Conditional Expectations
Conditional expectations are a powerful tool to have in your maths toolkit. It’s an elegant technique that can simplify challenging calculations. I briefly state the method and then showcase some example problems of increasing complexity.
Conditional Expectation If $S=\bigcup_{i=1}^N E_i$ is a union of pairwise disjoint events (i.e. $E_i \bigcap E_j = \emptyset$ for all $i \neq j$), then \(\mathbb{E}[R] = \sum_{i=1}^N \mathbb{E}[R \mid E_i] \, Pr(E_i)\) for random variable $R: S \rightarrow \mathbb{R}$ and probability function $Pr: S \rightarrow [0, 1]$.
Dice role problem: Let’s start with a warmup exercise of calculating the expected outcome $R$ of rolling a die. Typically we would calculate this as $\mathbb{E}[R] = \frac{1}{6}(1 + 2 + 3 + 4 + 5 + 6) = 3.5$. We can split the sample space $S = \{1, 2, 3, 4, 5, 6\}$ into two disjoint sets $S = \{1, 2, 3\} \bigcup \{4, 5, 6\}$. Now we can apply the conditional expectation technique to calculate the expected outcome of rolling a die.
\[\begin{aligned} \mathbb{E}[R] &= \mathbb{E}[R | R \leq 3]Pr(R \leq 3) + \mathbb{E}[R | R > 3]Pr(R > 3) \\ &= \frac{1}{3}(1 + 2 + 3)\frac{1}{2} + \frac{1}{3}(4 + 5 + 6)\frac{1}{2} \\ &= \frac{2}{2} + \frac{5}{2} = 3.5\\ \end{aligned}\]Et voila! It’s the same answer. Let’s take a look at a more challenging problem.
Dice role payout problem: Let’s play a game where we roll a die and we get paid the outcome. If the outcome is $1, 2, 3$ the game ends. If the outcome is $4, 5, 6$ we get to roll again. What is the expected payout of this game?
Here we can use conditional expectations. $R \in \{1, 2, 3\}$ and $R \in \{4, 5, 6\}$ are disjoint events, so we can write our expectation as:
\[\begin{aligned} \mathbb{E}[R] &= \mathbb{E}[R | R \leq 3]Pr(R \leq 3) + \mathbb{E}[R | R > 3]Pr(R > 3) \\ &= \frac{1}{3}(1 + 2 + 3)\frac{1}{2} + (\frac{1}{3}(4 + 5 + 6)+ \mathbb{E}[R])\frac{1}{2}\\ &= 1 + (5 + \mathbb{E}[R])\frac{1}{2}\\ &= 7\\ \end{aligned}\]Here we include the expectation in the second term as we get to play the game again.
Noodles in a bowl problem: Let’s say we have $N$ noodles in a bowl. We randomly select one noodle end and randomly select another noodle end and connect them. We continue doing so until we have connected all noodle ends. What is the expected number of noodle-loops that are formed using this process?

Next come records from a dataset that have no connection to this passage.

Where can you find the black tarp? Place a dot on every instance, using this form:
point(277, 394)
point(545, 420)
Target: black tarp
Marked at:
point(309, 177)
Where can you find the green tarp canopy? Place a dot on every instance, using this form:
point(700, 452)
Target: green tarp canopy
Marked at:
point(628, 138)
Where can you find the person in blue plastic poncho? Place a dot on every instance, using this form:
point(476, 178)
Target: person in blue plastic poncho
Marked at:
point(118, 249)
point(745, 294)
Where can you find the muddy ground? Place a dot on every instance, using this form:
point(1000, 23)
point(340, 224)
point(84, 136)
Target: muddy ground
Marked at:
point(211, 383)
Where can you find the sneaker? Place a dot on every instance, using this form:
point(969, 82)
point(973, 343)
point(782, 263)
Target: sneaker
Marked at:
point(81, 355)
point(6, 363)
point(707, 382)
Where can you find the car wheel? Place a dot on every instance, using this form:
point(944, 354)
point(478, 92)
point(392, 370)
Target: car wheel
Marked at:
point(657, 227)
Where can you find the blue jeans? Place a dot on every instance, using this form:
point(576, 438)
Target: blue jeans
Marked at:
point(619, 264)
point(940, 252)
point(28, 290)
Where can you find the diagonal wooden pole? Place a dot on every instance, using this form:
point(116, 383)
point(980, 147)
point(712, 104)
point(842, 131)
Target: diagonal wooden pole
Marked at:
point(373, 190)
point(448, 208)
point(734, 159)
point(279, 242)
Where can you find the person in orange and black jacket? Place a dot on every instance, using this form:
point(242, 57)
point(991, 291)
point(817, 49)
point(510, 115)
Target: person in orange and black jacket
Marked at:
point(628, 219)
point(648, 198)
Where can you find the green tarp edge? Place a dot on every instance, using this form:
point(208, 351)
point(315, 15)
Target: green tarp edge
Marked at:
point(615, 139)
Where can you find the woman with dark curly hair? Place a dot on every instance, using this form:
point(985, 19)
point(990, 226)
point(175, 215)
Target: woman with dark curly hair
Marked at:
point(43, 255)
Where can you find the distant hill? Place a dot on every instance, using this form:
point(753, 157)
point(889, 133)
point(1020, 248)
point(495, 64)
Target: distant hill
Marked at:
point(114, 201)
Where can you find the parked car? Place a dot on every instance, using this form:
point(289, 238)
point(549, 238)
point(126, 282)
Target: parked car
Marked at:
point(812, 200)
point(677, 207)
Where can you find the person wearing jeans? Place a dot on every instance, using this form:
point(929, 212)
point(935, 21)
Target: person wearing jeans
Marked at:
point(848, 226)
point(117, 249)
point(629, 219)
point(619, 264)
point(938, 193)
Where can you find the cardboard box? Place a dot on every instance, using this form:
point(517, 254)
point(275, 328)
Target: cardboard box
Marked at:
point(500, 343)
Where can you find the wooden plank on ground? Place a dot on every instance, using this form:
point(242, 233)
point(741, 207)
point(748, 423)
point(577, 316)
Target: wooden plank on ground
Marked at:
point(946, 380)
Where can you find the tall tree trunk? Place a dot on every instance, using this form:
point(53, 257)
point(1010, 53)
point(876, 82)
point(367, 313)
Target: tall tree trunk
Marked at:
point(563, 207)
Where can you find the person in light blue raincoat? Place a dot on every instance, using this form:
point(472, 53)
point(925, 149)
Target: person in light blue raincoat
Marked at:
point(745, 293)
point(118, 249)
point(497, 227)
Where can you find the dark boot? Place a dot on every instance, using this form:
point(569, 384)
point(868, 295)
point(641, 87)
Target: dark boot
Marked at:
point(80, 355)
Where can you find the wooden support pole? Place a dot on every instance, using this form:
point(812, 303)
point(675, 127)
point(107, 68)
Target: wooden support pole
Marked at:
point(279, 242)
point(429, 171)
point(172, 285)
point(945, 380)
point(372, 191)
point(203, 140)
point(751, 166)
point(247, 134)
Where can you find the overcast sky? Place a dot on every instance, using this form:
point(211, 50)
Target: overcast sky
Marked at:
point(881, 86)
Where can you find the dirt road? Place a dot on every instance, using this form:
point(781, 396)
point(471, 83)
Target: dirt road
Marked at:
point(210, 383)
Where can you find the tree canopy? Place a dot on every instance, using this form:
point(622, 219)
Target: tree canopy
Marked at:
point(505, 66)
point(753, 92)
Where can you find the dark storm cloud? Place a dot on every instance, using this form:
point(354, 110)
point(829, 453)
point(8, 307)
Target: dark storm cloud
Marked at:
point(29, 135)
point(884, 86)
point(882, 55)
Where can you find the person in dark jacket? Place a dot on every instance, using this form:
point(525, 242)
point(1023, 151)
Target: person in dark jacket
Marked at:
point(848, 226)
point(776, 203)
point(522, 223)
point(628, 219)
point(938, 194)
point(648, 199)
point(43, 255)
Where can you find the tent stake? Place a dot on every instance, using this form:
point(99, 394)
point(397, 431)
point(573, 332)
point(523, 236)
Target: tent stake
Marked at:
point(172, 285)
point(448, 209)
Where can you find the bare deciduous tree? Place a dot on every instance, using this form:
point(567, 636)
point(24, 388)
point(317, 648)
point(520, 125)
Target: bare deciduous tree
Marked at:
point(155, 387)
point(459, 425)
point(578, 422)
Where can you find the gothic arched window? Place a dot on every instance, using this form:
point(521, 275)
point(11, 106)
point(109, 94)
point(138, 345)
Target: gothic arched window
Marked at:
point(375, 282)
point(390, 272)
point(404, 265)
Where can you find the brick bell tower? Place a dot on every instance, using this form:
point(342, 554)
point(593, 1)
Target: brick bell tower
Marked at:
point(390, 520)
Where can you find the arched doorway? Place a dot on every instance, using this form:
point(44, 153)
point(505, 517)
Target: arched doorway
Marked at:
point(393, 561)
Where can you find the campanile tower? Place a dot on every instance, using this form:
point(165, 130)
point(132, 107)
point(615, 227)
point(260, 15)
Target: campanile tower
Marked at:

This problem appears pretty daunting at first but it has a simple solution using conditional expectations. Let’s consider connecting the last noodle which has two disoint events of 1. connecting with another noodle and 2. self-connecting. We can then write the expectation as follows:
\[\begin{aligned} \mathbb{E}[R] &= \mathbb{E}[R | \text{$N^{th}$ noodle does not self-connect}]Pr(\text{$N^{th}$ noodle does not self-connect})\\ &+ \mathbb{E}[R | \text{$N^{th}$ noodle does self-connect}]Pr(\text{$N^{th}$ noodle does self-connect}) \\ \end{aligned}\]The probability of the $N^{th}$ noodle self-connecting can be calculated as follows: for $N$ noodles there are $2N$ noodle ends. If we select one of these ends there remain $2N-1$ noodle ends to choose from with one end that results in a self-connection, hence $Pr(\text{$N^{th}$ noodle does self-connect})=\frac{1}{2N-1}$ and $Pr(\text{$N^{th}$ noodle does not self-connect}) = 1 - Pr(\text{$N^{th}$ noodle does self-connect})$.
\[\begin{aligned} \mathbb{E}[R] &= \mathbb{E}[R | \text{$N^{th}$ noodle does not self-connect}]Pr(\text{$N^{th}$ noodle does not self-connect})\\ &+ \mathbb{E}[R | \text{$N^{th}$ noodle does self-connect}]Pr(\text{$N^{th}$ noodle does self-connect}) \\ &= \mathbb{E}[R-1](1 - \frac{1}{2N-1}) + (\mathbb{E}[R-1] + 1)\frac{1}{2N-1}\\ &= \mathbb{E}[R-1] + \frac{1}{2N-1}\\ \end{aligned}\]This gives us a recursive formula for calculating the number of expected noodle-loops! Bon appetit.